The committee will finalize a proposed list of species to be included on the Do Not Sell Plant List

When developing the proposed list the committee may consider additional data and other information than just the criteria listed in the rule; a species evaluation may determine that the species is invasive, but the species is not automatically included on the Do Not Sell Plant List.

Factors the committee may consider for species inclusion or exclusion from the list could include (but are not limited to):

  • Extent to which the species is available in the nursery trade or if the species is known to move as a hitchhiker with plants offered for sale,
  • Any economic, social, cultural or environmental benefits of the species,
  • Distribution and range of habitats in Maine where the species could be invasive,
  • Climate change influences on range shifting invasive species

Proposed rule changes will be published and available for public comment

The Department will follow the rule making process to propose any changes to Ch. 273, including the list of invasive plants prohibited from sale. This process includes collecting public comment on the rules, responding to those comments and adjusting the proposed rule, based on collected comments, if necessary.

Opportunities for Public Participation

While the stakeholder committee does the bulk of the work to assemble, review and prepare a proposed list of species for inclusion on the Do Not Sell List, there are still ways for the public to participate.

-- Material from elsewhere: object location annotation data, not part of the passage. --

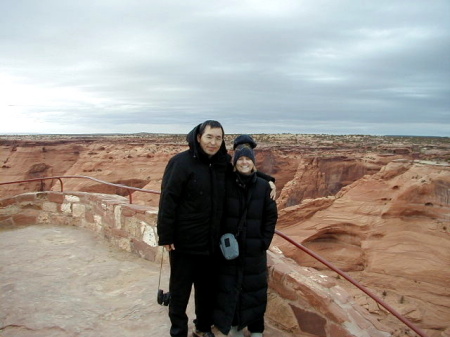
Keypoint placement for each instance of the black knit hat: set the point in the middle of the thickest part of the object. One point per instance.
(243, 151)
(244, 139)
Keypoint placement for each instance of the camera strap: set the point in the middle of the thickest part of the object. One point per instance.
(160, 267)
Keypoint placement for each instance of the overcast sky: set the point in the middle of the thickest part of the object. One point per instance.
(257, 66)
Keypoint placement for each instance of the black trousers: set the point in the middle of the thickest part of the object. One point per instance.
(187, 270)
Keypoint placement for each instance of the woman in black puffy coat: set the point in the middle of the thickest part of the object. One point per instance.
(242, 282)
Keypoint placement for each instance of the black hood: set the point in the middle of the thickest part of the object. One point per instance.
(195, 148)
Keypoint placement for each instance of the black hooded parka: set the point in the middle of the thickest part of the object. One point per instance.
(191, 201)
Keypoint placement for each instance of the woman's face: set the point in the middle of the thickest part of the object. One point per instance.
(244, 165)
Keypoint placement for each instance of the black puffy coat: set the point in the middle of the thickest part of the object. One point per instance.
(242, 283)
(191, 201)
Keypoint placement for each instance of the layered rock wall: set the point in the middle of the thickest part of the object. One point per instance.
(301, 300)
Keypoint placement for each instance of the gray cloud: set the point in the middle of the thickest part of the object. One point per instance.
(256, 66)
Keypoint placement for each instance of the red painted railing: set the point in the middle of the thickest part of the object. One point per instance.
(287, 238)
(129, 189)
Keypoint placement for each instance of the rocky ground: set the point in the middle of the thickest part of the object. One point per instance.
(377, 207)
(59, 281)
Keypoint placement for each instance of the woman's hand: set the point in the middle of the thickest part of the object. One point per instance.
(169, 247)
(273, 192)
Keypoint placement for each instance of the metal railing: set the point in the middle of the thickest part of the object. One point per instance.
(287, 238)
(129, 189)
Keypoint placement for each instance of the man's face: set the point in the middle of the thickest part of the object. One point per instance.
(211, 140)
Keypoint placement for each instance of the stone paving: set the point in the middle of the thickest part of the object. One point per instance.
(60, 281)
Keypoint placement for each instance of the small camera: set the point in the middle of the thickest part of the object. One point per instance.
(163, 298)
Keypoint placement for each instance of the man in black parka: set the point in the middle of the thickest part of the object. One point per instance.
(190, 209)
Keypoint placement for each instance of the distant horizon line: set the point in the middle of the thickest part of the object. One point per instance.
(181, 134)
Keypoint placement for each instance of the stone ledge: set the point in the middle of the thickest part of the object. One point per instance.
(301, 300)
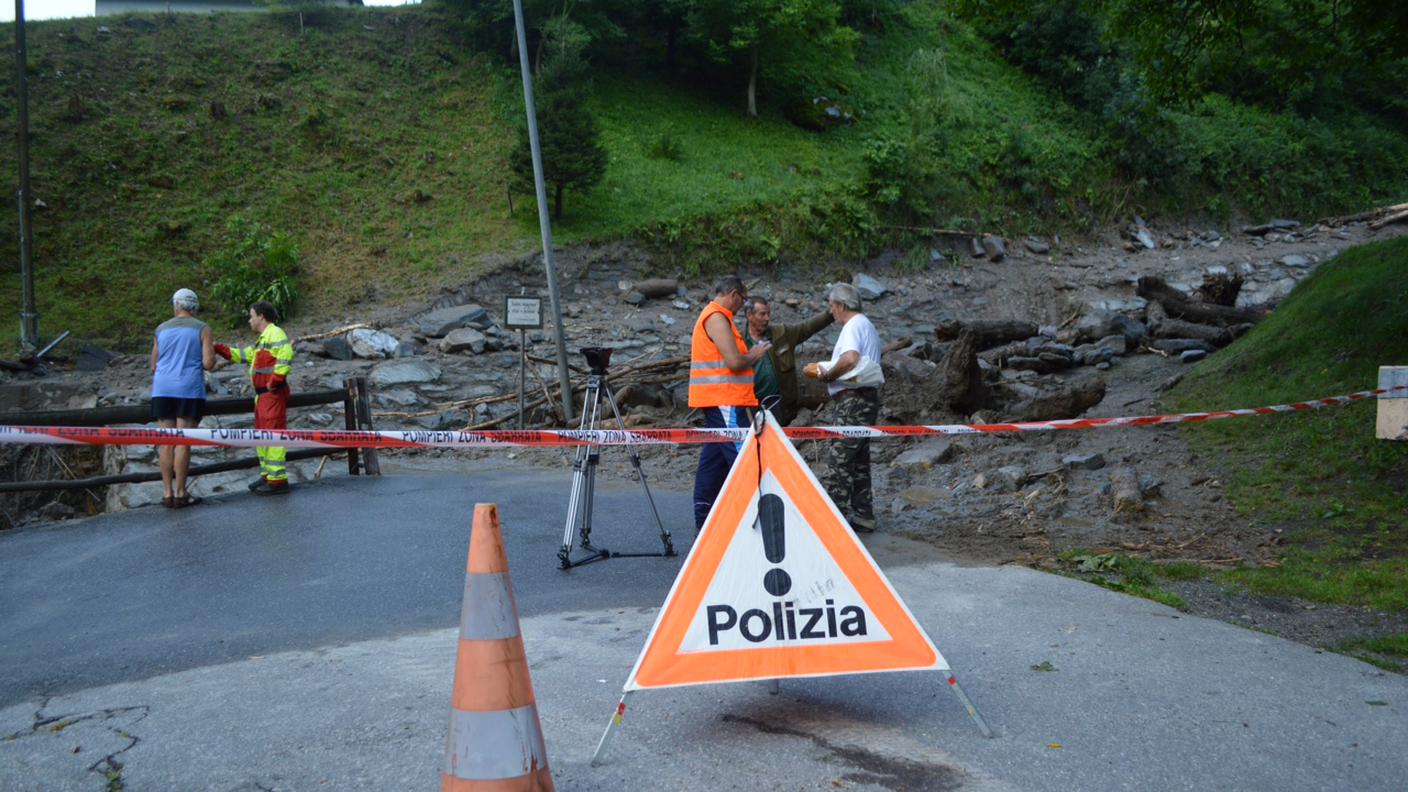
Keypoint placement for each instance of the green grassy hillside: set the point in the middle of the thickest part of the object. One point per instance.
(378, 141)
(1336, 493)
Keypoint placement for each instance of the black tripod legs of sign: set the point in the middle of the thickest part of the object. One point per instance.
(583, 484)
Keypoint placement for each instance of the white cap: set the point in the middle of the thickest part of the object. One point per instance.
(186, 299)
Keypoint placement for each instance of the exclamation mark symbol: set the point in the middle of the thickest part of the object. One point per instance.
(775, 543)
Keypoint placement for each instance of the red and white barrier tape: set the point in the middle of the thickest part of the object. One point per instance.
(563, 437)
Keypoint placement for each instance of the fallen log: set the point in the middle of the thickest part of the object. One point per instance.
(1045, 402)
(1124, 488)
(1367, 214)
(998, 355)
(1179, 329)
(960, 379)
(1388, 220)
(1220, 289)
(1180, 306)
(990, 331)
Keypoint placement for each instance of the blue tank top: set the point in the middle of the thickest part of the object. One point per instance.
(179, 371)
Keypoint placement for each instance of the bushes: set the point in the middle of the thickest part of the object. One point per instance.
(255, 264)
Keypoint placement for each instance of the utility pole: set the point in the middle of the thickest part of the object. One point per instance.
(544, 223)
(28, 316)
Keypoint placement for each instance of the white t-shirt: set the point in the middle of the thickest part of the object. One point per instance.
(856, 334)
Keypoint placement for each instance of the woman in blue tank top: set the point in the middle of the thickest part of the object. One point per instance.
(182, 353)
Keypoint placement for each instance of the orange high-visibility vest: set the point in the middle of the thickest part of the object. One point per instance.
(711, 382)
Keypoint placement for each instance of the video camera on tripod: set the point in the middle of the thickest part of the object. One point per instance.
(585, 471)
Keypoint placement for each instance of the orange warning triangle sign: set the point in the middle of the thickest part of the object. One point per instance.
(777, 585)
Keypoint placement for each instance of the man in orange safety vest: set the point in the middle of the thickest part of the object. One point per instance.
(721, 386)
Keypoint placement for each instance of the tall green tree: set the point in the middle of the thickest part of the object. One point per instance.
(801, 37)
(569, 134)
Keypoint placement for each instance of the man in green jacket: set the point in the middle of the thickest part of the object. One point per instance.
(775, 374)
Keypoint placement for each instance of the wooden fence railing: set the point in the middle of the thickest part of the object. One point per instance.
(356, 407)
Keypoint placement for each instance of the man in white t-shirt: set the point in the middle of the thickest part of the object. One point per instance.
(848, 461)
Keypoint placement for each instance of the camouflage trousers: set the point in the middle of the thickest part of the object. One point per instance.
(848, 461)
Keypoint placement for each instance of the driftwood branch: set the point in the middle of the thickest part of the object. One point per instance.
(331, 333)
(1179, 306)
(990, 331)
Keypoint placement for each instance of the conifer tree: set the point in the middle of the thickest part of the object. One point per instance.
(572, 154)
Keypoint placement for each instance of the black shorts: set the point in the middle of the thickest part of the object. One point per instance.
(169, 407)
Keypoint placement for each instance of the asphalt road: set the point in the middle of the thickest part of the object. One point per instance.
(152, 591)
(309, 643)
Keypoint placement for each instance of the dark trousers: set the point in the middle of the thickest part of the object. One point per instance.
(715, 460)
(848, 461)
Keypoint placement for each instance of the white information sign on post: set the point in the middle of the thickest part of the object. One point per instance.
(523, 313)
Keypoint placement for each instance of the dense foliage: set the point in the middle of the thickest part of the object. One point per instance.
(569, 134)
(383, 141)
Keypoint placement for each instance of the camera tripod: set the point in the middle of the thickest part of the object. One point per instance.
(585, 472)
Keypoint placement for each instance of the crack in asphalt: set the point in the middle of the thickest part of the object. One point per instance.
(109, 765)
(891, 772)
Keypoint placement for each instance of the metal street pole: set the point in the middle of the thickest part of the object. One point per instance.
(28, 316)
(563, 381)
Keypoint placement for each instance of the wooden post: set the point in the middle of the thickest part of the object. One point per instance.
(1393, 406)
(363, 417)
(349, 415)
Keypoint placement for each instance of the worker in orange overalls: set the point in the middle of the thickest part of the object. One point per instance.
(721, 386)
(271, 362)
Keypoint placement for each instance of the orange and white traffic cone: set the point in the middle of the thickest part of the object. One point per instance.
(494, 736)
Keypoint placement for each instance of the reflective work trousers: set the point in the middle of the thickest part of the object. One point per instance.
(272, 412)
(715, 460)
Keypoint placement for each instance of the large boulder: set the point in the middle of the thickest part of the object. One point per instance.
(910, 389)
(404, 371)
(373, 344)
(463, 338)
(440, 322)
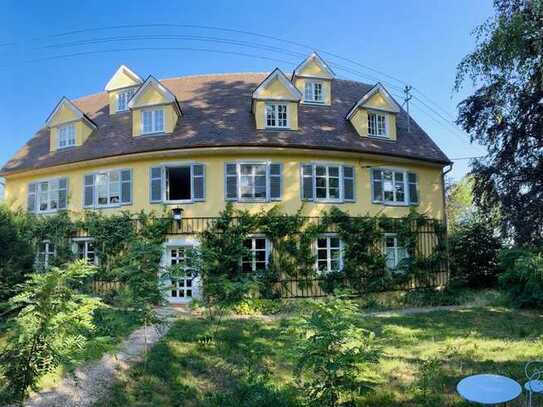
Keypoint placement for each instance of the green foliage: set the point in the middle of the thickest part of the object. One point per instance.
(473, 250)
(335, 355)
(16, 251)
(55, 321)
(523, 279)
(504, 115)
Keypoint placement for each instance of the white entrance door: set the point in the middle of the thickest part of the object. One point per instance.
(183, 287)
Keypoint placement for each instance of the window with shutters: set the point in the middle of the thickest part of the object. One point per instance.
(253, 181)
(258, 248)
(123, 98)
(327, 182)
(394, 187)
(329, 253)
(177, 183)
(276, 115)
(313, 92)
(48, 196)
(377, 124)
(395, 252)
(152, 121)
(108, 188)
(66, 136)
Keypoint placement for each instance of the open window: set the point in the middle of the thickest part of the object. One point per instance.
(183, 183)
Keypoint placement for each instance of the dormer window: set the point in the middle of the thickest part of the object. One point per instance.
(313, 92)
(66, 135)
(123, 98)
(377, 124)
(276, 115)
(152, 121)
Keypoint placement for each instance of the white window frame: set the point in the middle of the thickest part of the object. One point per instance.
(275, 106)
(310, 84)
(66, 136)
(377, 114)
(393, 202)
(47, 253)
(328, 237)
(253, 250)
(85, 240)
(108, 174)
(153, 111)
(327, 177)
(124, 96)
(50, 191)
(396, 251)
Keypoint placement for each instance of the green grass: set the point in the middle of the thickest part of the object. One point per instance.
(251, 361)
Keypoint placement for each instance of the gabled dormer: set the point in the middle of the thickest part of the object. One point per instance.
(313, 77)
(155, 110)
(68, 126)
(275, 103)
(374, 115)
(120, 89)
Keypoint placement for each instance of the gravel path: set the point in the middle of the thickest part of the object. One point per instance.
(91, 382)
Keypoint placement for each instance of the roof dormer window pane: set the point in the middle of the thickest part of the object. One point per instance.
(377, 124)
(276, 115)
(313, 92)
(66, 135)
(152, 121)
(123, 98)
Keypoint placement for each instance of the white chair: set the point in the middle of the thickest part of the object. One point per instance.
(534, 374)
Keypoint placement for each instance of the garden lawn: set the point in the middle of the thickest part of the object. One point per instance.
(251, 362)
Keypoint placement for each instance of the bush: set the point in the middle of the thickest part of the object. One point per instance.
(473, 250)
(334, 355)
(522, 279)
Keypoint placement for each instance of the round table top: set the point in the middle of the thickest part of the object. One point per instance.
(488, 389)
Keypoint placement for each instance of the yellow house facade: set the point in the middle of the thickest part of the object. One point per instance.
(256, 140)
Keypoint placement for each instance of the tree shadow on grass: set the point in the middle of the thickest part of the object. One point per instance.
(239, 368)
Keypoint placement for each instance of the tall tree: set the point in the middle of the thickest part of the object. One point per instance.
(504, 114)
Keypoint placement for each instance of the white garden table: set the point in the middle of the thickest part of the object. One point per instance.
(488, 389)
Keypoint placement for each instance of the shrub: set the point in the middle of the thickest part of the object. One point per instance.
(522, 279)
(473, 250)
(54, 322)
(334, 355)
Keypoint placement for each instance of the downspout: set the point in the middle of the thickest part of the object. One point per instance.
(445, 220)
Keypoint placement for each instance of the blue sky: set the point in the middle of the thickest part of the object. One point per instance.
(417, 42)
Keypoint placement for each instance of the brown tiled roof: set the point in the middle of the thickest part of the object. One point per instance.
(217, 112)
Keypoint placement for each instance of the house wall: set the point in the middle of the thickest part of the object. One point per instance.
(429, 178)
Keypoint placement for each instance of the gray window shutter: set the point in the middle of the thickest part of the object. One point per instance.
(377, 185)
(198, 182)
(307, 182)
(31, 198)
(126, 187)
(413, 188)
(275, 182)
(62, 193)
(231, 182)
(88, 199)
(156, 183)
(348, 183)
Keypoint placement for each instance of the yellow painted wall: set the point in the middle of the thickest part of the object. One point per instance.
(360, 123)
(260, 117)
(82, 133)
(429, 177)
(170, 120)
(112, 97)
(326, 88)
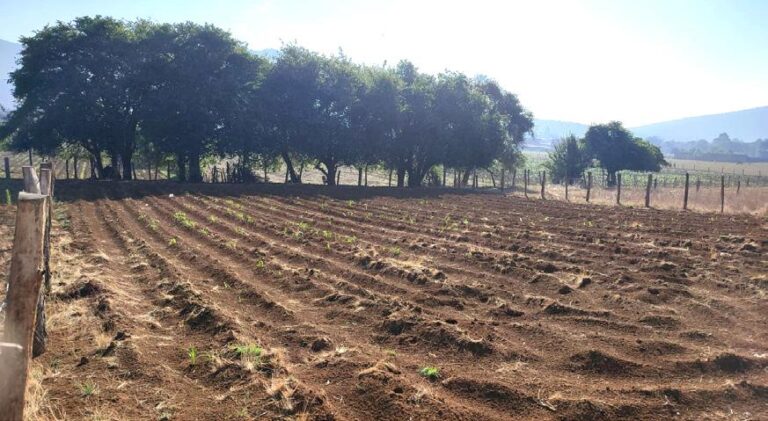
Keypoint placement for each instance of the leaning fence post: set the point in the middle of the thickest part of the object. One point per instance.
(722, 193)
(24, 284)
(648, 191)
(47, 181)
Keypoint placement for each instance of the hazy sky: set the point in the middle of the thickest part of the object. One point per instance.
(638, 61)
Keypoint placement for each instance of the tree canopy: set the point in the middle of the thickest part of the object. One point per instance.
(611, 145)
(187, 92)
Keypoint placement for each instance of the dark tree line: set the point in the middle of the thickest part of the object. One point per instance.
(191, 94)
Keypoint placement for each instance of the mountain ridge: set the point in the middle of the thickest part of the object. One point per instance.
(745, 125)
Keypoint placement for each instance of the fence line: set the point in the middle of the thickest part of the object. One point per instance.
(24, 308)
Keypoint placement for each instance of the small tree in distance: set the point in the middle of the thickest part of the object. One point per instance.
(568, 160)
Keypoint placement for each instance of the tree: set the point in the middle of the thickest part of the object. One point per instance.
(567, 161)
(516, 121)
(617, 149)
(76, 83)
(288, 94)
(191, 90)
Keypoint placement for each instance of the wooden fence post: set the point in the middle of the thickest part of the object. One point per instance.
(648, 191)
(47, 181)
(722, 193)
(24, 285)
(31, 182)
(525, 182)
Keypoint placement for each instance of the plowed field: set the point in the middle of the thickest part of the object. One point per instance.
(302, 302)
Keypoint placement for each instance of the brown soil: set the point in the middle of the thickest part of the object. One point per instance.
(529, 309)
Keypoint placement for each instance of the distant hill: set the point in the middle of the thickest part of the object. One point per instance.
(8, 53)
(745, 125)
(556, 129)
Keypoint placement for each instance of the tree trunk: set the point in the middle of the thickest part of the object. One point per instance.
(98, 166)
(194, 167)
(181, 167)
(330, 173)
(401, 177)
(114, 162)
(127, 166)
(294, 178)
(465, 178)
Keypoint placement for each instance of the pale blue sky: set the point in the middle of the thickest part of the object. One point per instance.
(639, 61)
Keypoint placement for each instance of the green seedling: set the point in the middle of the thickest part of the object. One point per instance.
(88, 388)
(192, 354)
(431, 373)
(184, 220)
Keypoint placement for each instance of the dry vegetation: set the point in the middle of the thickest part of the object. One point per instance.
(273, 302)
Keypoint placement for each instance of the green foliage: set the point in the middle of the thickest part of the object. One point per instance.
(248, 351)
(567, 161)
(88, 388)
(191, 94)
(184, 220)
(192, 354)
(431, 373)
(617, 149)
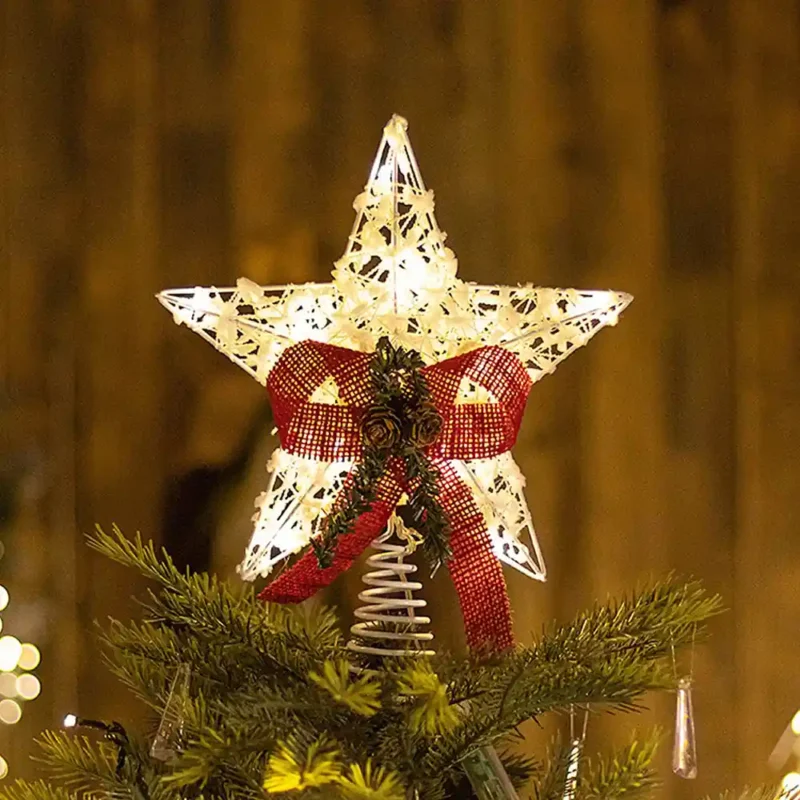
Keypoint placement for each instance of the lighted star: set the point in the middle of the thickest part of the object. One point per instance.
(397, 278)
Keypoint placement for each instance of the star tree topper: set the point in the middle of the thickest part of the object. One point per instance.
(396, 279)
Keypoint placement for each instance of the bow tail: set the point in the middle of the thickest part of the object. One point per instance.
(476, 572)
(306, 577)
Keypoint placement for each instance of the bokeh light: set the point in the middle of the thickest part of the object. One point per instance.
(28, 686)
(29, 657)
(10, 712)
(8, 684)
(10, 651)
(790, 781)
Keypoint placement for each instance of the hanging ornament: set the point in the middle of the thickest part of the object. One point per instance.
(455, 362)
(168, 740)
(115, 733)
(488, 776)
(684, 754)
(574, 755)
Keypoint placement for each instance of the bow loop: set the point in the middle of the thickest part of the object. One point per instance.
(349, 425)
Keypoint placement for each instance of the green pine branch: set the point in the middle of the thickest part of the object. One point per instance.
(268, 681)
(36, 790)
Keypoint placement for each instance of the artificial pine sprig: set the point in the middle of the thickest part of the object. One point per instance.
(268, 682)
(401, 423)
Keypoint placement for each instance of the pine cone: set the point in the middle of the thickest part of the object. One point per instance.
(381, 428)
(426, 425)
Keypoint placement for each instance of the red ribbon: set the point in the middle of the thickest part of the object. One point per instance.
(328, 432)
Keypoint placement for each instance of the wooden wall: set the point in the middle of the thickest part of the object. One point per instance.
(648, 146)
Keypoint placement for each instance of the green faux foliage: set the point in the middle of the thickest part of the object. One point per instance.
(401, 423)
(278, 708)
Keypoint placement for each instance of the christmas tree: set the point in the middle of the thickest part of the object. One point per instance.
(397, 391)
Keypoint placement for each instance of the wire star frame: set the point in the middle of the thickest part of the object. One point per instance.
(397, 278)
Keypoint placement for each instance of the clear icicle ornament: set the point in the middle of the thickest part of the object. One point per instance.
(488, 776)
(573, 762)
(684, 754)
(169, 737)
(574, 756)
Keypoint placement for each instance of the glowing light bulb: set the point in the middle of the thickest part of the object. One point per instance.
(29, 657)
(8, 684)
(28, 686)
(10, 651)
(10, 712)
(790, 782)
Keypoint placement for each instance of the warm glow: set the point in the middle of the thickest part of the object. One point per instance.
(29, 657)
(396, 278)
(791, 781)
(10, 651)
(28, 686)
(8, 684)
(10, 712)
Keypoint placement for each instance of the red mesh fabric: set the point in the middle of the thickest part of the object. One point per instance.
(469, 431)
(477, 575)
(306, 577)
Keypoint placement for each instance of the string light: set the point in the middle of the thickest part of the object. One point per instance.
(10, 651)
(29, 657)
(10, 711)
(28, 686)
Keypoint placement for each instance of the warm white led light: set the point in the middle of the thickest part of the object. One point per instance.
(28, 686)
(29, 657)
(10, 711)
(791, 781)
(8, 684)
(10, 651)
(398, 279)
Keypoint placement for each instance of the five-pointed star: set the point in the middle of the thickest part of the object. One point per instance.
(397, 279)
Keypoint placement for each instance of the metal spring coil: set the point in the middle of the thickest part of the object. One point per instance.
(388, 622)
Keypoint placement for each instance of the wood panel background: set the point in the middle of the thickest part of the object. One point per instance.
(648, 146)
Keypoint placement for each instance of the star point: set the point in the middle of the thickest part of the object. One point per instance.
(396, 278)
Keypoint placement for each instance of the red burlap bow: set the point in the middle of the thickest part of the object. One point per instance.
(327, 432)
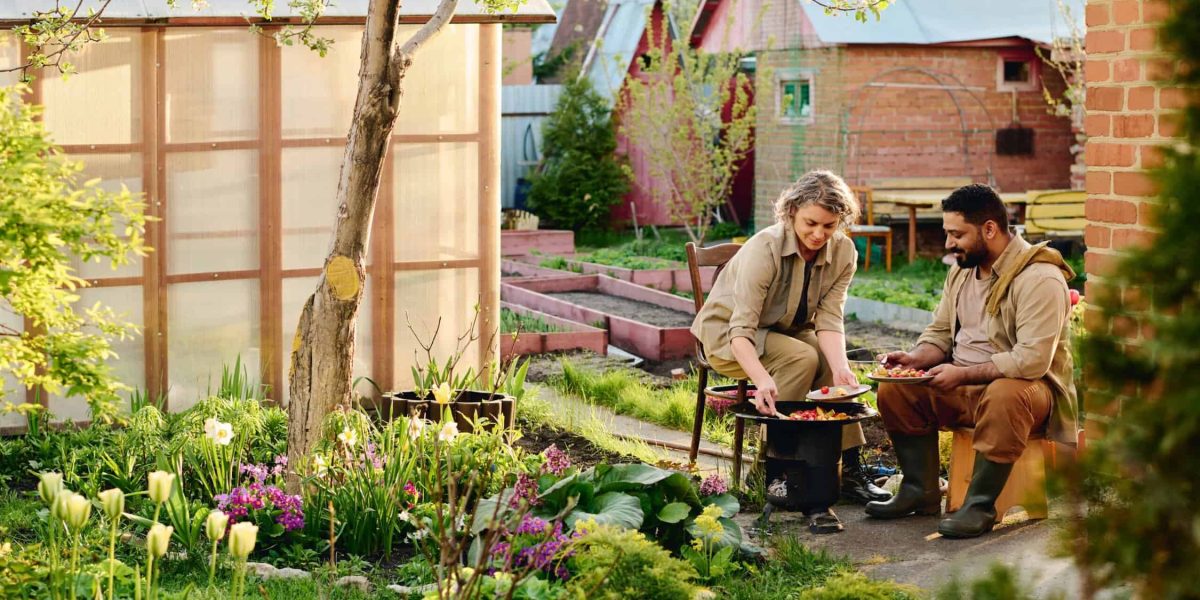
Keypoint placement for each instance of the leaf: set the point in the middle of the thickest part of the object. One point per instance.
(675, 513)
(612, 508)
(729, 504)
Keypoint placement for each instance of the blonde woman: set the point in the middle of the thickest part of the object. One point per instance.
(775, 313)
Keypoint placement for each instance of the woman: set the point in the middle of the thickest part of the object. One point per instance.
(775, 313)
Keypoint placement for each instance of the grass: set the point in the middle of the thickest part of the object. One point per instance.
(511, 321)
(917, 285)
(625, 394)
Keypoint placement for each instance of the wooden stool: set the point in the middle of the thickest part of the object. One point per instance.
(1026, 486)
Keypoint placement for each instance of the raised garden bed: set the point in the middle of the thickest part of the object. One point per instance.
(570, 336)
(547, 241)
(646, 322)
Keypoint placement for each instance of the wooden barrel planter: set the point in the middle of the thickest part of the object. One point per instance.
(466, 407)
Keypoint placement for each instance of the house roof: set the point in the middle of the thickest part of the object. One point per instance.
(929, 22)
(609, 57)
(341, 11)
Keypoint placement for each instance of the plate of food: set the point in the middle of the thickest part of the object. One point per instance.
(834, 393)
(899, 375)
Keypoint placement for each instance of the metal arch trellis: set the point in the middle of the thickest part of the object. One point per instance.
(949, 89)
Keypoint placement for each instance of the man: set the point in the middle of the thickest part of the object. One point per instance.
(999, 352)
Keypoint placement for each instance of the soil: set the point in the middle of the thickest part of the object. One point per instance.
(583, 454)
(633, 310)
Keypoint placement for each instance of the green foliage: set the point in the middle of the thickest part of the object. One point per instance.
(1000, 583)
(580, 179)
(917, 285)
(858, 587)
(48, 217)
(611, 563)
(1139, 477)
(513, 322)
(691, 114)
(792, 568)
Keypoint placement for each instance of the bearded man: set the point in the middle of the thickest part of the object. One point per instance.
(999, 351)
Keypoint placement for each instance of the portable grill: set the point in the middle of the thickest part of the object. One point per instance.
(805, 454)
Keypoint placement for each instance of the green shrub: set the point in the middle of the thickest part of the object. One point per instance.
(611, 563)
(858, 587)
(581, 178)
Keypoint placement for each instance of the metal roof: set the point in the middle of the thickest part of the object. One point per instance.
(924, 22)
(532, 11)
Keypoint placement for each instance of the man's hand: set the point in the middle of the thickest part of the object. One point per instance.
(845, 377)
(898, 359)
(766, 395)
(947, 377)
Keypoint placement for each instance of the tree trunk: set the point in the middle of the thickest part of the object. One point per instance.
(323, 348)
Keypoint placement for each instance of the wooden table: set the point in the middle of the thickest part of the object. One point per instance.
(915, 199)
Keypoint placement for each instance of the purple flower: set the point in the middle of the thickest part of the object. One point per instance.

Here are four ways you can participate in the process:

  1. Have a species in mind that you think should be evaluated for inclusion on the Do Not Sell Plant list? Submit the species using the Maine Invasive Species Nomination Form (PDF).
  2. Is there a new or existing cultivar of a species on the current prohibited list that research shows is not invasive? Submit the Request to Exempt a Specific Cultivar paperwork.
  3. Contact a committee member to discuss a particular species and how its inclusion (or exclusion) on the prohibited plant list might affect you.
  4. When the proposed rule goes out to public comment, review the proposed rule and submit your comments. The Department will respond to every comment before the rule is finalized. In some cases, if enough comments are submitted suggesting changes the proposed rule may be revised and re-submitted for public comment. The only way for us to know how the proposed rule affects you, is if you tell us!